In a statement on Monday night in the hours before the bill passed the Senate, Mr. Johnson said the House would “continue to work its own will” on national security and border policies, which Republicans had insisted be a part of the foreign aid package, before killing a bipartisan deal to address them.
That may mean that the bill’s only path through the House is for a bipartisan group of lawmakers to use an obscure maneuver known as a discharge petition to force action on it.
Here’s how it would work.
A majority of the House demands action.
A discharge petition is a demand signed by 218 members of the House — a majority of the body — to force consideration of a piece of legislation on the floor.
The leaders of the majority party in the House normally control the floor and all legislative business that receives a vote. But a discharge petition can circumvent the normal channels, forcing action on a bill that has the backing of enough members. Because neither party wants that to happen on a regular basis, it is by design an arduous and time-consuming process that has rarely seen success in recent decades.

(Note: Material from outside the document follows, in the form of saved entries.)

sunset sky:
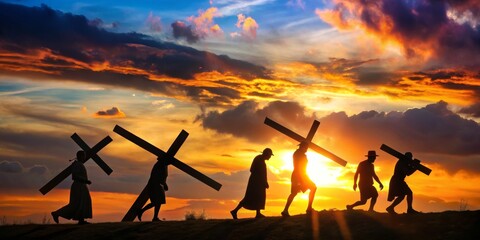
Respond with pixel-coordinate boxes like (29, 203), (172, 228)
(1, 0), (479, 223)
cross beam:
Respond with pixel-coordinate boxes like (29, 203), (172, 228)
(113, 125), (222, 221)
(120, 128), (188, 221)
(264, 117), (347, 167)
(380, 144), (432, 175)
(39, 134), (113, 195)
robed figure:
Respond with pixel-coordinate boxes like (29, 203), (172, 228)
(52, 150), (92, 225)
(231, 148), (273, 219)
(281, 141), (317, 217)
(386, 152), (419, 214)
(137, 157), (168, 221)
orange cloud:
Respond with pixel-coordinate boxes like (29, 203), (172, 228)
(315, 8), (352, 30)
(187, 7), (223, 38)
(93, 107), (126, 118)
(231, 14), (259, 40)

When freshman lawmakers in the majority arrive on Capitol Hill for orientation, they are typically told by their leaders to never do two things: sign a discharge petition and vote against rules, which are procedural measures brought by party leaders that allow bills to be considered on the floor.
While there are dozens of Republicans in the House who support aiding Ukraine, it is not clear how many of them — if any — would be willing to defy party leaders and team with Democrats to try to force action.
An arduous process unfolds.
Legislation must sit in a committee for 30 legislative days — days when the House is in session — before a discharge petition may be submitted. That process can be sped along if lawmakers take a related bill that has been languishing in committee for some time and add the measure they want acted upon. For instance, during a deadlock over raising the debt ceiling in the spring, Democrats readied a broadly encompassing shell bill in committee to serve as a vehicle for a measure to lift the debt ceiling, should it be needed. (It never was, because Representative Kevin McCarthy, then the speaker, joined with Democrats to push through the debt ceiling measure over his own party’s objections.)
Sponsors of a discharge petition must gather 218 signatures, which are made public in the Congressional Record. As of Tuesday, there were 219 Republicans and 212 Democrats in the House, meaning a discharge petition on the foreign aid bill would require a bipartisan coalition. Democrats are broadly supportive of the package, as is a bloc of more mainstream and national security-minded Republicans similar to the one that helped push the legislation through the Senate.
Once the petition has 218 signatures, a seven-day waiting period kicks in. (Again, only legislative days, when the House is in session, count.) After that, any signer of the petition can declare an intention to offer the measure, and the speaker must act within two legislative days to call it up. House leaders, in the meantime, could throw up procedural roadblocks.
The majority effectively loses control of the floor.
If the effort were successful, a discharge petition would allow lawmakers to steer around Mr. Johnson and hard-right Republicans who have vowed to block action on a Ukraine aid bill — or oust the speaker for bringing one up — to force action on the floor.
Hard-right Republicans have repeatedly voted against sending military assistance to Ukraine, while even some Republican proponents of doing so insisted that the aid should not be considered without including measures to fortify the U.S. border with Mexico against an influx of unauthorized migrants. But Senate Republicans tanked a version of the bill last week that included measures to crack down on the border, which they cast as too weak and viewed as politically inconvenient for Mr. Trump.
That prompted Senator Chuck Schumer, Democrat of New York and the majority leader, to strip out the border measures and push through the foreign aid package on its own.
On Monday, Mr. Johnson was still insisting on adding border restrictions.
In a statement, he said that House Republicans “were crystal clear from the very beginning of discussions that any so-called national security supplemental legislation must recognize that national security begins at our own border.” Mr. Johnson added that “in the absence of having received any single border policy change from the Senate, the House will have to continue to work its own will on these important matters.”
Representative Marjorie Taylor Greene, the right-wing Republican of Georgia, has threatened to bring up a motion to oust Mr. Johnson from the speakership if he puts legislation to aid Ukraine on the floor. But a discharge petition would take the decision out of his hands.